Gus Van Sant and American Indies at Cannes

Posted on : by : jjmurphy

On some level, I’m happy that a Romanian film won the Palme d’Or at the Cannes Film Festival. After all, Cristian Mungiu’s 4 Months, 3 Weeks and 2 Days was on every critic’s list of prizewinner favorites. Looking at the composition of the jury, I actually thought that it would be hard for an American filmmaker to take the top prize, despite the fact that the Coen Brothers and Gus Van Sant were also listed as frontrunners throughout the competition. So it went to the underdog, a filmmaker from a small country that recently produced the likes of The Death of Mr. Lazarescu and 12:08 East of Bucharest.

I secretly was rooting for Gus Van Sant’s Paranoid Park, about a teenage skateboarder who inadvertently commits a murder, especially after reading Matt Dentler’s description of it. He had it listed as his second favorite film of those he’d seen at the festival. His first choice was Julian Schnabel’s The Diving Bell and the Butterfly, about a paralyzed writer, for which he received the prize of Best Director. Voice critic J. Hoberman credits Schnabel for giving the awards ceremony’s “most loutish performance.” He writes: “His anger barely masked behind outsized sunglasses, the bearded, heavy-set artist insisted on shaking hands with every member of the nonplussed jury.”

In her Filmmaker Blog, Erica Abeel offers a “mildly dissenting opinion” over the top prize, writing that Van Sant’s Paranoid Park was more justified in winning his special jury award. Paranoid Park was also listed on indieWIRE’s list of 10 films to watch. Hoberman calls it “superlative.” In addition, it was reported that the French company MK2, which financed Paranoid Park, sold the U.S. distribution rights to IFC First Take and the foreign rights to 72 different countries. It’s clear that Gus Van Sant has been on an incredible roll with his last three films: Elephant, Last Days, and now Paranoid Park.
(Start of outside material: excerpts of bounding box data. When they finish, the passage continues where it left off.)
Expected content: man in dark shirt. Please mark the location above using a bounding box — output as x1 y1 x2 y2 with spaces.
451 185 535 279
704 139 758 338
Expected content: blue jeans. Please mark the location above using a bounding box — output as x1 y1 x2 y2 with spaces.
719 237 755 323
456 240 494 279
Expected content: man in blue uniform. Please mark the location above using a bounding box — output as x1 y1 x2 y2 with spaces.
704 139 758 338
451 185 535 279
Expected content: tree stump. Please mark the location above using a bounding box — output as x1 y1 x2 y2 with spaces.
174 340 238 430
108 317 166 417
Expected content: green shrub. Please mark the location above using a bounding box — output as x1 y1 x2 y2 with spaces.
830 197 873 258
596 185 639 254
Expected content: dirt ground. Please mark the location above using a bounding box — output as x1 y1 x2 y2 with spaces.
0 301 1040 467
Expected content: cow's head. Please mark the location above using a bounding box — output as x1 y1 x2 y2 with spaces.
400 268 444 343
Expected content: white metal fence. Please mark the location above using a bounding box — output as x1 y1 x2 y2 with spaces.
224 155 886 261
In addition, a restored and re-mastered 35mm version of Van Sant’s debut feature, Mala Noche (1985), opens at the IFC Center in New York City tomorrow. Nathan Lee gave it a very positive review in the Village Voice yesterday. Since I showed the film at the Madison Museum of Contemporary Art (MMoCA) this spring, I’ve already written about it at great length in my very first blog entry of April 25. Walt, the obsessive protagonist of Mala Noche, is a character straight out of a Hubert Selby Jr. novel, and the episodic film about Walt’s fixation on a young Mexican illegal immigrant creates a stark poetic realism out of an accumulation of striking visual details. If Paranoid Park turns out to be as good as people say, it’s hard to think of another American indie director — other than perhaps David Lynch or Jim Jarmusch — who has made six films that rival the quality of Mala Noche, Drugstore Cowboy, My Own Private Idaho, Elephant, Last Days, and now Paranoid Park. The simultaneous success of Paranoid Park at Cannes and the theatrical re-release of Mala Noche solidify Van Sant’s status as one of the top American indie directors.
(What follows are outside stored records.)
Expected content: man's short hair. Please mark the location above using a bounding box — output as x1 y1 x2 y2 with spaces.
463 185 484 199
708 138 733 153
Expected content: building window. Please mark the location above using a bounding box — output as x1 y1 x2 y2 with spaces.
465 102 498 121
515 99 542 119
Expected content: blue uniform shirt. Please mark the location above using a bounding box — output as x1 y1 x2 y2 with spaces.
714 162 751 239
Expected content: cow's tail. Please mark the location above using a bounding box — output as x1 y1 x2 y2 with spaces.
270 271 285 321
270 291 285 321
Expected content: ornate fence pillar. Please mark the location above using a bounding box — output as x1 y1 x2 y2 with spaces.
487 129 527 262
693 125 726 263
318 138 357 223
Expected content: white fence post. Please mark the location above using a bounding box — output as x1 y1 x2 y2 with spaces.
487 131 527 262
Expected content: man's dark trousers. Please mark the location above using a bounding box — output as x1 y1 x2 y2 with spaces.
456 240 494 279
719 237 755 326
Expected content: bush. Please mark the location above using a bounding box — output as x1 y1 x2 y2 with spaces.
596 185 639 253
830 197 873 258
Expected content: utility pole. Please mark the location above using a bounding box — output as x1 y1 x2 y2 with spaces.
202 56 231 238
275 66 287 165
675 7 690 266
Most people seemed to consider Harmony Korine’s Mister Lonely to be one of the weirdest films at Cannes. Dentler had it as his seventh favorite film and indieWIRE also had it listed as one of the 10 films to watch. Korine’s Gummo (1997) is one of the most reviled films for all the wrong reasons, as I tried to argue in my book. It’s a stunning first feature, even if Janet Maslin and other critics didn’t get its associational structure and “in your face” aesthetic. If Korine had only shot the scene in Gummo of Bunny Boy and the young redneck cowboys, in my opinion, he’d still be a great filmmaker. Who wouldn’t want to see a film with characters that include celebrity impersonators such as Michael Jackson, Marilyn Monroe, Shirley Temple, Charlie Chaplin, the Three Stooges, the Pope, and Abe Lincoln? And don’t forget there’s also a subplot involving Werner Herzog and a bunch of flying nuns. Korine is heir to the tradition of American vaudeville. Dentler describes Mister Lonely as feeling “sort of like Tod Browning’s 1932 classic, Freaks, as made by Harmony Korine.” Much has been made in Cannes reviews of the disturbing imagery in Korine’s previous two films, but that’s been overstated as well.
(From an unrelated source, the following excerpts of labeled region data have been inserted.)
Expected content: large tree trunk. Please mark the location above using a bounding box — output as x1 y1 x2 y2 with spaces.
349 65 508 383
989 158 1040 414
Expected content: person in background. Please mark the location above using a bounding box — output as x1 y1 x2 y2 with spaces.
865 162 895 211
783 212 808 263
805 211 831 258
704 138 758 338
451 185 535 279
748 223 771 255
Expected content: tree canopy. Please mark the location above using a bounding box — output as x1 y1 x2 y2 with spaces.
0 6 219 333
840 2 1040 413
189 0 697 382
My favorite quote about Mister Lonely comes from Ray Bennett, who begins his review in The Hollywood Reporter: “There are probably people who will find Harmony Korine’s ragged fable ‘Mister Lonely’ enchanting, but you wouldn’t necessarily want them as neighbors.” That alone would be enough to make me want to see the film. Meanwhile, Premiere’s film critic, Glenn Kenny, is still trying to figure out who would sink money into such a project (try French fashion designer and film patron agnès b, for one), or who on 68th Street in Manhattan would be willing to fork over ten bucks for the experience (other than me). Hey, where are those marketers from Fox Searchlight when you really need them?